The Social Market Foundation (SMF) hosted its first keynote address with Oliver Letwin MP, Danny Alexander MP and Brendan Barber - General Secretary of the TUC - at the Liberal Democrat Party Conference last night.
SMF brought together key decision-makers that will determine the shape of our economic recovery over the coming years - the Government and the Unions. Our event was the first time a Conservative Cabinet Minister has spoken at a Liberal Democrat Party Conference. Letwin was warmly received by Liberal activists, which will no doubt confirm - Letwin chuckled - what his critics in the Tory party have always thought: he's a soggy liberal.
It was a constructive and civilised but straight-talking debate, reinforcing our position as the leading think tank where ostensibly opposing ideologies and actors can come together, with the belief that credible solutions can be found. SMF believes that it is vital in these difficult times that the Coalition listens to and adopts the recommendations of others to ultimately ensure our troubling budget deficit is tackled and recovery ensured in the most effective way.
So with that strong belief in co-operation and cross-party working, we will host this same discussion with Letwin, Alexander and Barber at the Conservative Party Conference on Sunday 3rd October 2010, 7:30-9:00pm (DETAILS).
Alexander did not stray once from the Government line, special advisers watching closely from the back of the room. TINA, There is No Alternative, reared her head again: cutting the public deficit must happen now, and rigorously, or we will witness rising interest rates and taxes that will make economic recovery less likely.
But the cutting will be fair, echoing Clegg's assertion that this won't be a re-run of the 1980s. Regions more reliant on public services will be able to access growth funds. And the long-cherished Lib Dem principle of decentralisation will ensure there will be positives for public sector workers: they will have more control over the services they deliver. At least for those still in jobs.
Strangely, Letwin was more popular, winning the crowd with his courtesy towards other speakers and his self-deprecating humour.
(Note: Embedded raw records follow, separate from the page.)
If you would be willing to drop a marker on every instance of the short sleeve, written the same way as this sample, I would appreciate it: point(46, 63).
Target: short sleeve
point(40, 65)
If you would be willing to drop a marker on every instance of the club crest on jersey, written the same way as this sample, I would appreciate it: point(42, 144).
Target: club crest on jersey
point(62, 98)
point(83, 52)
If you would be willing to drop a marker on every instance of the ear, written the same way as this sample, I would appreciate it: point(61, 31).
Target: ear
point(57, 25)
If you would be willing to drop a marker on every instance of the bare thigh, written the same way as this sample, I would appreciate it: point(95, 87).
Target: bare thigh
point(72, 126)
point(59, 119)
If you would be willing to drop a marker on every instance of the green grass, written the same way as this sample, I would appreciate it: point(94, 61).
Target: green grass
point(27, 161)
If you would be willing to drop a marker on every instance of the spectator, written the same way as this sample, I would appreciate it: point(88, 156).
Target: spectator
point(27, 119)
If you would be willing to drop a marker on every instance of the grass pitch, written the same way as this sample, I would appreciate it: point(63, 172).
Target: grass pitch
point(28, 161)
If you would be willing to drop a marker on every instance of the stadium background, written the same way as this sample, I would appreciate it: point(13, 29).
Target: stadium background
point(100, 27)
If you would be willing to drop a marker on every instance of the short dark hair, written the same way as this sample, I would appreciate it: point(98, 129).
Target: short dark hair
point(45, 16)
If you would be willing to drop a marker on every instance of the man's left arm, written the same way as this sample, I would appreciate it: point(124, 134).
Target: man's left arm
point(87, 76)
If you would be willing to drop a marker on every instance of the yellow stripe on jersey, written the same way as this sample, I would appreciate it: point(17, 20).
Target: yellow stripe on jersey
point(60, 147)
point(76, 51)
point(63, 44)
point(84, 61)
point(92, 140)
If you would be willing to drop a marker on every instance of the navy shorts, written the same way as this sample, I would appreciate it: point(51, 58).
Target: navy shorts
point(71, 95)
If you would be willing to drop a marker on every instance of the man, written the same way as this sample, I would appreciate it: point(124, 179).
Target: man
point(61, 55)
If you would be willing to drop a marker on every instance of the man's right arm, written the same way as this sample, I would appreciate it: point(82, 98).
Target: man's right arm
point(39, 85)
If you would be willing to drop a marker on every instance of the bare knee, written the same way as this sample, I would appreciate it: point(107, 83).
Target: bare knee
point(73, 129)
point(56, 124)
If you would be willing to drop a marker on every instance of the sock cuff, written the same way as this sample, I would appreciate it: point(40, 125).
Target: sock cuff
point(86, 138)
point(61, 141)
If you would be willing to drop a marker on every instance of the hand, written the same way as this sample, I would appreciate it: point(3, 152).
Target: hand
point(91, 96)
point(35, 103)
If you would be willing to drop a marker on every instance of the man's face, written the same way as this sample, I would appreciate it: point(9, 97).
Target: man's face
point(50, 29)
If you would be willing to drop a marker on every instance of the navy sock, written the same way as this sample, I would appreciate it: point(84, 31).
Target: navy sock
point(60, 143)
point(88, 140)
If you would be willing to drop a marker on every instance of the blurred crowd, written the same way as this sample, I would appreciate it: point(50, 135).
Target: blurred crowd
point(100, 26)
Alexander was a pleasure to work with, he said. And these Lib Dems have policies they push strongly in Government; they're not just propping up the Tories.
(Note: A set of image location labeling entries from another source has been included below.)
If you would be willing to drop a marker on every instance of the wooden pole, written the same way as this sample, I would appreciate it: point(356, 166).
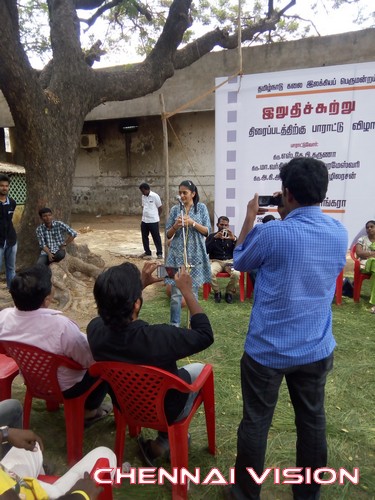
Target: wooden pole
point(166, 167)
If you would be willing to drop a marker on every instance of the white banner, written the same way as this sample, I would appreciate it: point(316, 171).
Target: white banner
point(264, 120)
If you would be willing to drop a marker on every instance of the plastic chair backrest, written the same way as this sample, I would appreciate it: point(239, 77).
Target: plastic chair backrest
point(39, 368)
point(353, 253)
point(140, 390)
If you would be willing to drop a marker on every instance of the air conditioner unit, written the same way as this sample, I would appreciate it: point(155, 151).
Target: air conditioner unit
point(89, 141)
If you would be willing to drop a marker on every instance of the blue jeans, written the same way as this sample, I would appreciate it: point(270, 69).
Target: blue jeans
point(260, 389)
point(10, 416)
point(9, 256)
point(176, 299)
point(153, 228)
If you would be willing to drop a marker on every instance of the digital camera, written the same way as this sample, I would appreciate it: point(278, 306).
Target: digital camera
point(268, 200)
As expected, Letwin intellectualised the Coalition Government agenda:
But Brendan Barber from the TUC warned that the economy was heading towards bad times and we could get "less for less" from our public services. He accepted the deficit had to be tackled, but there was still opportunity to debate the timing of when services are cut and the extent spending cuts should contribute to the reduction plan as opposed to higher taxes.
We at the SMF, in our Axing and Taxing paper, have argued for an alternative to the Coalition Government model: the deficit should be reduced by 60% public spending cuts and 40% tax rises, rather than the 80%/20% split currently proposed. Among numerous other policies, we argue for tough decisions: middle-class benefits should be reduced, road pricing introduced and better-off patients charged for visiting their GP.
We hope the Government will keep listening and adapting to the changing economic climate. So we look forward to the continuation of this discussion between Coalition partners and the TUC in Birmingham next month.